“The Perks of Being a Wallflower” is a lovely film, showing off the dynamic talents of Ezra Miller, Emily Watson and Logan Lerman, proving once and for all that writers can adapt and direct their own material (as Stephen Chbosky does here) without becoming overly precious. You may not have attended this high school — hell, you may not have even heard of a place like this — but the human condition pondered within is certainly one that audience members will be able to relate to.
That gushing pronouncement firmly in place, it should be admitted that the plot devices employed, a kid having a tough time in high school while bullies run rampant, are nothing special. What is special is the level of specificity attempted, the characters explored and the special care paid the diverse themes of the film. Why can’t we save anyone, and why do people choose to love those who are so obviously bad for them? If you’re looking for a film completely unafraid to tackle weighty concerns, but with a wink and an L7 song, look no further. You’ve found your perfect match.
“The Perks of Being a Wallflower” starts off with Charlie (Logan Lerman) looking mournfully out upon the world. He’s headed to 9th grade, painfully underwhelmed by the prospect. On his first day of class, he manages to impress only his English teacher (played by Paul Rudd). He eats alone, he writes weird letters to an anonymous pen pal, he prays for a social life of any kind. Finally, sweet relief, he’s befriended by cool (or at least counter-culture) upperclassmen. Sam (Emma Watson) and Patrick (Ezra Miller) flow into Charlie’s life as a healing grace, making everything funnier, better and more tolerable for the troubled young man.
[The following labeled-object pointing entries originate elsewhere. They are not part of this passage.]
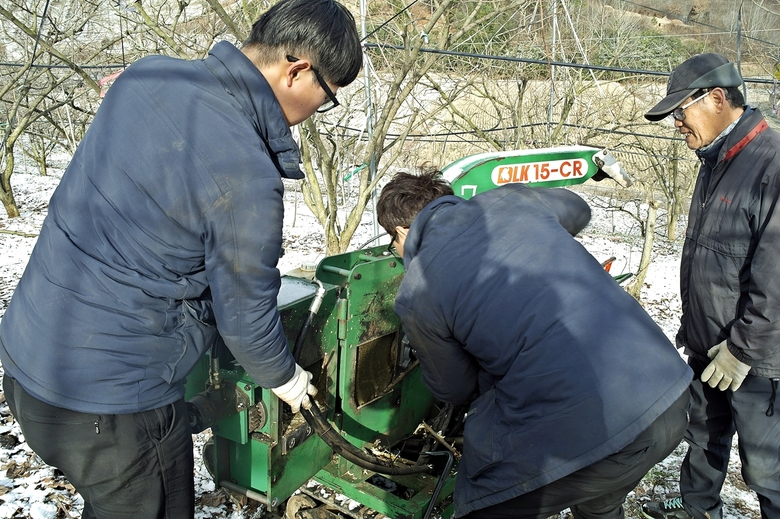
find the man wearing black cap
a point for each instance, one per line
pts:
(730, 289)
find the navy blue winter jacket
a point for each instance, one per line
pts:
(172, 201)
(730, 273)
(501, 302)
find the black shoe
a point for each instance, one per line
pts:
(669, 509)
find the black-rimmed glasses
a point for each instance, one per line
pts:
(391, 248)
(679, 113)
(331, 102)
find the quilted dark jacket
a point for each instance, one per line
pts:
(730, 272)
(164, 231)
(502, 304)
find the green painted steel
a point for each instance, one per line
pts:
(549, 167)
(369, 383)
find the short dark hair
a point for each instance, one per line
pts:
(323, 31)
(406, 195)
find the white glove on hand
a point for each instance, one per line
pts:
(296, 391)
(725, 370)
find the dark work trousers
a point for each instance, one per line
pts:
(126, 466)
(715, 416)
(599, 490)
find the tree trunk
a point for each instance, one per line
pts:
(635, 287)
(6, 192)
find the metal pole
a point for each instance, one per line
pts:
(552, 72)
(369, 112)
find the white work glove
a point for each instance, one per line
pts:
(296, 391)
(725, 370)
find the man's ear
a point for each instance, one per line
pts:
(295, 68)
(719, 99)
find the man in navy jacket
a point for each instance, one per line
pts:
(574, 392)
(729, 288)
(164, 233)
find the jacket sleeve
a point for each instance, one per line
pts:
(571, 211)
(568, 208)
(243, 241)
(755, 335)
(449, 371)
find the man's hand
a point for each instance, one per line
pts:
(725, 371)
(296, 391)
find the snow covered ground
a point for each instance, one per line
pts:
(30, 489)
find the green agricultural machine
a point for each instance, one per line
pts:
(376, 435)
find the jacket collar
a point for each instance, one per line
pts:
(246, 84)
(731, 142)
(417, 230)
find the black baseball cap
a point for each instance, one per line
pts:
(708, 70)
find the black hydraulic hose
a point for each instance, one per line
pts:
(342, 447)
(322, 427)
(313, 309)
(440, 483)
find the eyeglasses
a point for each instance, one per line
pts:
(679, 113)
(391, 248)
(329, 103)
This is the high school experience writ comical, with mix tapes exchanged, communications severely boggled, all while a certain darkness looms right underneath the proceedings. Everyone attempts to “save” everyone, and everyone does, right up until they don’t, because they’re all incapable teenagers without the requisite repetitions a hard-earned wisdom requires. People use drugs, drink, get beaten up — anything to feel something and nothing about the wave of newly-minted hormones convulsively flowing through their bodies. Which leads us nicely to sex, and “The Perks of Being a Wallflower” captures this phenomenon with all the tenderness and horror that exemplifies youthful indiscretions.
During this delicate balance of divine tragedy, it’s easy to elect an MVP in the form of Patrick (Ezra Miller). He was simply overwhelming in “We Need to Talk About Kevin,” and he’s the singular reason as well that “The Perks of Being a Wallflower” soars above its lesser teen drama competition. His take on Patrick, a wounded and grandiose high school senior, profoundly explores the cross everyone takes up at some point in their life. This Ezra Miller fellow is one to keep an eye firmly upon, little golden men may be aligning with his future acting plans. Emma Watson is tremendous as well, so too is Logan Lerman, but without the character of Patrick, he who holds the reigns on most of the film’s tension, the film wouldn’t have worked as beautifully.
Part “Garden State,” part “Wonderboys,” and with a smidgeon of “American Beauty” thrown in for good measure, “The Perks of Being a Wallflower” is a must-see for fans of the coming-of-age drama. At its worse, it leans toward a maudlin overly-dramatic high school mentality, but that’s around 100 seconds of a 102 minute film, nothing too serious. At it’s best, it is indeed very, very good, an artful film in the truest sense of the word, holding a mirror up to your memories, even if they never existed there at all.